So yes, she is officially  turning down the chance to bed Brad Pitt!! 

x


----------



## Bellini

Personally I think she's just to "me, me, me" I bet she just wanted the pregnancy to fit in with her career schedule.

Not only that, but I read they have at least 2 full time nannies so she's not even having to go through the sleepless nights and dirty nappies stage.

I bet she even had an elective knowing the trend in Hollywood for being too posh to push so she didn't even have to get her hands dirty.

I dunno... it seems all so twisted and sad to me.

It does make you wonder why Brad hasn't married her though...


----------



## Dahlia

pobby said:


> funny, it crossed my mind it may have been IVF.......I always knew she was a nut job
> well, its obvious isnt it? she would prefer to go through IVF than trying with BRAD PITT!!!! for goodness sake!!
> Pobby x


     

I REALLY hope this story is not true!! What a terrible impression of IVF it gives, if only it were that easy!!

Dahlia x


----------



## Hayleigh

Hiya All xx

I did wonder that myself ummmmm!!!!! she is a nut job if thats the case!! xx


----------



## samper

My family live in California and it seems quite common for people to opt for IVF if they don't conceive within the first few months    (I'm not saying everyone does it, but it is certainly more common than over here where we would probably give it a cople of years before starting If tx)

It's just a different culture over there, probably because they don't have the NHS they look at medicine in a different way.


----------



## sal24601

She is totally barking!!! Honestly, who'd want to stab themselves full of drugs when the alternative is gorgeous Brad!!!!!!

Also it makes it seem like ivf is something to do fo fun and that it always works to schedule. Nothing about the upset when it doesn't first, second, third or fourth time!

Ridiculous woman.

Anyway.......

Sal


----------



## ~ Chux ~

Bellini said:


> I bet she even had an elective knowing the trend in Hollywood for being too posh to push so she didn't even have to get her hands dirty.

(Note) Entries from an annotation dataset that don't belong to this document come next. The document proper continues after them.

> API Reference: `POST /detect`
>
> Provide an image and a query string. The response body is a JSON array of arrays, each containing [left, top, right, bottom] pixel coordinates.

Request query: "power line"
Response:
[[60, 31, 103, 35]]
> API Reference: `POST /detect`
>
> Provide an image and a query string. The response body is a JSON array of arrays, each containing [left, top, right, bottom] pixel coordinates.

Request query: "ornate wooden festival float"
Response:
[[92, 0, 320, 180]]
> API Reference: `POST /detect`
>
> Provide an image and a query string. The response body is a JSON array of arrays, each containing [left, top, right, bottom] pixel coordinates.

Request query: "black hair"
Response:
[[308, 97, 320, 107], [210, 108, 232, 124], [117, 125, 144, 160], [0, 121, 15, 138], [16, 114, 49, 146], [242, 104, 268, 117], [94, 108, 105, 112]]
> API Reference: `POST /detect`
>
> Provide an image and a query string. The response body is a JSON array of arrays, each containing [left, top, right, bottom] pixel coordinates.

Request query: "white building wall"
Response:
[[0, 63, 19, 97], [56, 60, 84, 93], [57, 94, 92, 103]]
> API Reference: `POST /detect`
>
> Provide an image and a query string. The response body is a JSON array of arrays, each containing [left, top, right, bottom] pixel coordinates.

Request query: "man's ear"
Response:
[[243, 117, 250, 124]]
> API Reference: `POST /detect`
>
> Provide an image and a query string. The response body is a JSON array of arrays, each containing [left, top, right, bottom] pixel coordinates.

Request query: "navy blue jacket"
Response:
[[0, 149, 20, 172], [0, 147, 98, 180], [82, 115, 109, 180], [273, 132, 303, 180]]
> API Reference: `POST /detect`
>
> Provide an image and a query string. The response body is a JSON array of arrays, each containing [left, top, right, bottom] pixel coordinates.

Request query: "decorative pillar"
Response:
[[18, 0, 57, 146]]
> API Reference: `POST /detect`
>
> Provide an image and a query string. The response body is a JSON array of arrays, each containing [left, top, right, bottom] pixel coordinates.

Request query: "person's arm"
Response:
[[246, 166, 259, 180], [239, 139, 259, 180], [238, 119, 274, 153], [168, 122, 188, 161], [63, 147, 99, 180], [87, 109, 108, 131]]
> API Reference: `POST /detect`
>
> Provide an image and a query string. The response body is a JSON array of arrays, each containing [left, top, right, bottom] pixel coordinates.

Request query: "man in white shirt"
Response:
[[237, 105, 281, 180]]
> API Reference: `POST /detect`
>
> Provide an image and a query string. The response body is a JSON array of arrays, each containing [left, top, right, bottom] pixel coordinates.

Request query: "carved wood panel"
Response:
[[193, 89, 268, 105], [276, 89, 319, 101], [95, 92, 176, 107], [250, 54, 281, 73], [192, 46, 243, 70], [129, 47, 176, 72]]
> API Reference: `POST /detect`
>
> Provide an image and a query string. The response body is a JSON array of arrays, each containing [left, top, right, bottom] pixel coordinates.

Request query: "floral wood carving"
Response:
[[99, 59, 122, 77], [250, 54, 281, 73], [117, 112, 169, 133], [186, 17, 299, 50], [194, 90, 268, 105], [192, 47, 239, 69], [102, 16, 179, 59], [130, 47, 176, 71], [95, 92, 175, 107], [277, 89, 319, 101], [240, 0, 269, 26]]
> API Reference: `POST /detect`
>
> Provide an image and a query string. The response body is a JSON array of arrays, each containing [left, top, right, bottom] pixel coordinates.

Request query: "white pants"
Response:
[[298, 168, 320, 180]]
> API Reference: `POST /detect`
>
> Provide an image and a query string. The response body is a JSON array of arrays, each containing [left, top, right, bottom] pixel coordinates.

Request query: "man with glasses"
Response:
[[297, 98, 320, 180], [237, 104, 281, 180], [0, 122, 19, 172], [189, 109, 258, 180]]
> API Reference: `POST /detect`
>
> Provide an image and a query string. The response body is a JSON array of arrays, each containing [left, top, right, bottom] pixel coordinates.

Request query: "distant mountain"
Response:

As someone who has had two sections (neither by choice) I have to say I HATE the term "too posh to push" - I can assure you there is nothing posh about having major surgery followed by sleepless nights, raging hormones and everything else that life with a newborn brings, and it is far from the easy way.



sal24601 said:


> Also it makes it seem like ivf is something to do fo fun and that it always works to schedule. Nothing about the upset when it doesn't first, second, third or fourth time!


That's the good old media for you.

Chux xx


----------



## shem

If this is true are they for real? avoiding the stress of trying to conceive naturally oh it's a walk in the park let's just have IVF instead it'll be much easier what a croc of s**t! Wish it was that easy can't believe this


----------



## jess p

I'd already guessed this was the case ... prob had sex selection too!  Amazing what a few million quid can get you! 

Bloody woman, she's really got everything hasn't she...although maybe her sex-life isn't up to much?!!!   Let's hope so! 

On a more serious level, I think that these celebs who "pop out" babies in their 40s should come clean if they've used ivf - it really does give people false hope of what is the "norm" regarding being able to produce babies naturally when you're into your 40s.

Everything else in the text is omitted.